Reference no: EM133497184
Case: On September 1, 2017, DowDuPont announced the successful merger of equals between Dow Chemicals (DOW) and DuPont (DD) in a stock-for-stock transaction effective August 31, 2017. Under the terms of the agreement, DuPont shareholders would receive 1.282 shares of DowDuPont for each of the 533 million shares outstanding. Each Dow shareholder would retain their shares which were 745 million outstanding. On Wednesday, August 30, the last day of trading before the announcement, Dow shares closed at $64.90, while DuPont shares closed at $83.19.
a. Compute the percentage Ownership for shareholders of each company once the deal is closed.

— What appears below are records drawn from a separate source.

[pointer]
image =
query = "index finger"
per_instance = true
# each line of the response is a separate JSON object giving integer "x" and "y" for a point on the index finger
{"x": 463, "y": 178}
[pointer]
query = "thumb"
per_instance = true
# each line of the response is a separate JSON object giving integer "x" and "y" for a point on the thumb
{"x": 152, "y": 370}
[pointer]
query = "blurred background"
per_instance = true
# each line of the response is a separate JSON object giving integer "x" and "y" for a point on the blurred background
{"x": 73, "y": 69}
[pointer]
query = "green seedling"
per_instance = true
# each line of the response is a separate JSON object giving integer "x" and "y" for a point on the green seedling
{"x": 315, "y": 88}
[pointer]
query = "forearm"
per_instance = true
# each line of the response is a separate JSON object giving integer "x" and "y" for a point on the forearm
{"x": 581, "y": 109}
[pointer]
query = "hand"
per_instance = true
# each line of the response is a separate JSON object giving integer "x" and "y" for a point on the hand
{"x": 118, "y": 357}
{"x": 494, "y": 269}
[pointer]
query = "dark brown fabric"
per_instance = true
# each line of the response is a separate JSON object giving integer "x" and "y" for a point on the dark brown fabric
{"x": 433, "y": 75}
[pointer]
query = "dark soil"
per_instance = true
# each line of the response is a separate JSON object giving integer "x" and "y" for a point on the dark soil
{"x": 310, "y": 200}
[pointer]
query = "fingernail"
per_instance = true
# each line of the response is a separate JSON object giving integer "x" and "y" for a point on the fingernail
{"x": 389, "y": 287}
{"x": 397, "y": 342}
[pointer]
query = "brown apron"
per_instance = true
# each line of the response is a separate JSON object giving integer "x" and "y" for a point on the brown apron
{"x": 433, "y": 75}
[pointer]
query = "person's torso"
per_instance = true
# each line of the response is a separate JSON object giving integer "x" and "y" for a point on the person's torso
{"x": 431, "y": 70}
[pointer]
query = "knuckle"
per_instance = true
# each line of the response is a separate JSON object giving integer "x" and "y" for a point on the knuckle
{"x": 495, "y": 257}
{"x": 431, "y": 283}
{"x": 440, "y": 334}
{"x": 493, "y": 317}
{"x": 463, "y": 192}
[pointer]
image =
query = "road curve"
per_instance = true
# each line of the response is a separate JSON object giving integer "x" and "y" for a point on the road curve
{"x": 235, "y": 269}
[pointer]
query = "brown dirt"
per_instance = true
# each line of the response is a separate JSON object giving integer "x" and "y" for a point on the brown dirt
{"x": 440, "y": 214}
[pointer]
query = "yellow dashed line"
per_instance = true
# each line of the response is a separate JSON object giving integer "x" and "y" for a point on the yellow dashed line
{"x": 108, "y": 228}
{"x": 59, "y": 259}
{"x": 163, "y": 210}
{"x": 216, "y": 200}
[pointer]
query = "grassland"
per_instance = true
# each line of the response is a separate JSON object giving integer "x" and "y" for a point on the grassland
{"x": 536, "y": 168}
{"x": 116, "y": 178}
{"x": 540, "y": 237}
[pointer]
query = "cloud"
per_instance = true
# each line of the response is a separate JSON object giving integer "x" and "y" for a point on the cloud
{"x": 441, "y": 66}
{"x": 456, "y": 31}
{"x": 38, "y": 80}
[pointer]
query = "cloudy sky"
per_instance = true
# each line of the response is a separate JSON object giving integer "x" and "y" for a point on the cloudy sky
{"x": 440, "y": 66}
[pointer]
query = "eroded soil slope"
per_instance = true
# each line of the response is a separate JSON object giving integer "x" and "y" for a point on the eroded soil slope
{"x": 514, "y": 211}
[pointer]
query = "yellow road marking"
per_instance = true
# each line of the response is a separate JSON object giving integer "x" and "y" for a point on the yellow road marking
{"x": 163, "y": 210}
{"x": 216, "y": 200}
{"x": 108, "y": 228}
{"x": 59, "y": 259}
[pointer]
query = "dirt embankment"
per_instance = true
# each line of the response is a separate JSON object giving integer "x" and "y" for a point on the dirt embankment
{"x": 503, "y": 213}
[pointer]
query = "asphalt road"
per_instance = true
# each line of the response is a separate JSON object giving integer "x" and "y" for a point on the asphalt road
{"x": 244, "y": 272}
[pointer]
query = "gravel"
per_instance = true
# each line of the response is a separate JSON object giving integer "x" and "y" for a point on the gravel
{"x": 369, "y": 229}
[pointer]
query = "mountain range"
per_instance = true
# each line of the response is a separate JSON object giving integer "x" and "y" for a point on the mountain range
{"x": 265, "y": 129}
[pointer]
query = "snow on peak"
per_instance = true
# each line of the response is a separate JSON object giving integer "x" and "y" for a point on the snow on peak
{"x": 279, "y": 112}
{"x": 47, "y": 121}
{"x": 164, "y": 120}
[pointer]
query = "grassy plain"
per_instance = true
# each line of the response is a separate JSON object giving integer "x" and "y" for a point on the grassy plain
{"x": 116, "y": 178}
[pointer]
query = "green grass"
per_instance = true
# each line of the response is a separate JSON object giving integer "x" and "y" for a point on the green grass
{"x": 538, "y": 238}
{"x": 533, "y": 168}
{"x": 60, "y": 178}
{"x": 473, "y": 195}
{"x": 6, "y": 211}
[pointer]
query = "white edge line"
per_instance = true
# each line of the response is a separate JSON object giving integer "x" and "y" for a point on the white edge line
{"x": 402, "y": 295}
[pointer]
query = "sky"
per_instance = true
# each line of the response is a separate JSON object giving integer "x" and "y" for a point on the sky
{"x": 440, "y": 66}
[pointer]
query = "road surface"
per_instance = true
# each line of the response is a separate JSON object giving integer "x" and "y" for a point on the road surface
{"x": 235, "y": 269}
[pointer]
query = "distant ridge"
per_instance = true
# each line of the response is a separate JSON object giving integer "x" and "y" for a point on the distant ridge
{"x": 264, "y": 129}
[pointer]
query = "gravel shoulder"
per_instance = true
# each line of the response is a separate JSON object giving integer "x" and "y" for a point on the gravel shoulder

b. What is the total number of shares in DowDuPont?
c. Assuming that DuPont shareholders are the target, what acquisition premium per share and in total did they receive from the deal?
d. Assuming zero synergy in the deal, what is the wealth transfer, if any, from Dow shareholders to DuPont Shareholders?
10. Assume that Dow Chemicals as the acquirer in question 9 agreed to pay 30% of the consideration in cash.
a. What is the new exchange ratio for the cash-and stock deal?
b. What are the values of the cash component and the stock component of the nominal price per share?
c. How much is paid in cash to DuPont shareholders?
d. What is the wealth transfer from Dow shareholders to DuPont shareholders?
e. What is the Downside Protection for the Target shareholders?